Russie : L’émissaire américain Steve Witkoff est arrivé à Moscou et rencontré Poutine
L’émissaire de Donald Trump, Steve Witkoff, est arrivé mercredi à Moscou pour y rencontrer le leadership russe, quelques jours avant l’expiration de l’ultimatum posé par le président américain pour que la Russie arrête son offensive en Ukraine.
M. Witkoff « a été accueilli par le représentant spécial du président Kirill Dmitriev », a écrit l’agence Tass mercredi matin.
Selon les dernières nouvelles, il vient d’être reçu au Kremlin par le Président Russe Vladimir Poutine.Il s’agit de la cinquième visite de Steve Witkoff en Russie depuis le début de l’année.

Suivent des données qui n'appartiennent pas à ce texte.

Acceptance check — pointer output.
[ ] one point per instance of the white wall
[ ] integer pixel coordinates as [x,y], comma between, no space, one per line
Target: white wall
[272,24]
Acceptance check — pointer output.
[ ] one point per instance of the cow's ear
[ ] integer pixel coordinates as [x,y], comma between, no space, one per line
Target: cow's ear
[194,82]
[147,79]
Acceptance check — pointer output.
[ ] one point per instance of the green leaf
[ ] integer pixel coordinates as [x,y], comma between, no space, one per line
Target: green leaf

M. Witkoff, qui est l’homme de main de Donald Trump pour les « missions de paix », a déjà rencontré Vladimir Poutine à plusieurs reprises, mais aucun de ces entretiens n’a amené le président russe à changer de cap. Les relations entre Moscou et Washington connaissent depuis la semaine dernière un soudain pic de tensions avec le déploiement par Donald Trump de deux sous-marins nucléaires, à la suite d’une dispute en ligne avec l’ancien président russe Dmitri Medvedev. Le dirigeant américain a donné la semaine dernière dix jours, soit jusqu’à vendredi, à la Russie pour qu’elle mette fin à son offensive en Ukraine, sous peine de nouvelles sanctions. Donald Trump a notamment menacé d’infliger des « droits de douane secondaires » aux pays qui continuent de faire commerce avec la Russie, comme la Chine et l’Inde.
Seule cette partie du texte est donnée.